Tastands have been claimed to reduce or eliminate undesirable tastes by essentially blocking the undesirable taste interaction with the receptor site on the taste bud, without the tastand's imparting a taste of its own. This mechanism has been analogized to competitive inhibition with the binding site of the receptor(s) and/or competitive inhibition with the site(s) that influences the receptor. The tastand has been described as directly interacting with the receptor site for the undesirable taste, thereby preventing interaction of the undesirable taste with the target receptor site.

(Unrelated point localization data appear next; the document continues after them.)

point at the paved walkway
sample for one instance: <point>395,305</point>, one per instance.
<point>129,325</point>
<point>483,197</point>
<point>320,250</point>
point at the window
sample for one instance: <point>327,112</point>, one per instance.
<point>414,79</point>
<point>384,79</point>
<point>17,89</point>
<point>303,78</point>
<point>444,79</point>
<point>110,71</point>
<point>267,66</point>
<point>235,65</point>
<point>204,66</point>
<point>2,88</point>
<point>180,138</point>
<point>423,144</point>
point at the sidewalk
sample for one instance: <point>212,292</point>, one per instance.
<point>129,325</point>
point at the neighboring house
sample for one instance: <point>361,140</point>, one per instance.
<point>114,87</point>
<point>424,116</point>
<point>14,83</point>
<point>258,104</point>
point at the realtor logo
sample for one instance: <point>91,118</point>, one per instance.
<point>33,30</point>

Sweeteners such as saccharin and 6-methyl-1,2,3-oxathiazin-4(3H)-one-2,2-dioxide potassium salt (acesulfame potassium) are commonly characterized as having bitter and/or metallic aftertastes. Products prepared with 2,4-dihydroxybenzoic acid along with these sweeteners are claimed to display reduced undesirable aftertastes. In contrast, some high-intensity sweeteners, notably sucralose (1,6-dichloro-1,6-dideoxy-β-D-fructofuranosyl-4-chloro-4-deoxy-α-D-galacto-pyranoside) and aspartame (N-L-α-aspartyl-L-phenylalanine methyl ester), display clean sweet tastes very similar to that of sugar (S. G. Wiet and G. A. Miller, Food Chemistry, 58(4):305-311 (1997)). In other words, these compounds are not characterized as having bitter or metallic aftertastes.
Still, high intensity sweeteners such as sucralose and aspartame are reported to have sweetness delivery problems, i.e., delayed onset and lingering of sweetness (S. G. Wiet, et al., J. Food Sci., 58(3):599-602, 666 (1993)). These phenomena arise via mechanisms which are biochemically distinct from those responsible for generating bitter or metallic aftertastes in response to certain other sweeteners (C.-K. Lee, Advances in Carbohydrate Chemistry and Biochemistry, 45:199-351 (1987)).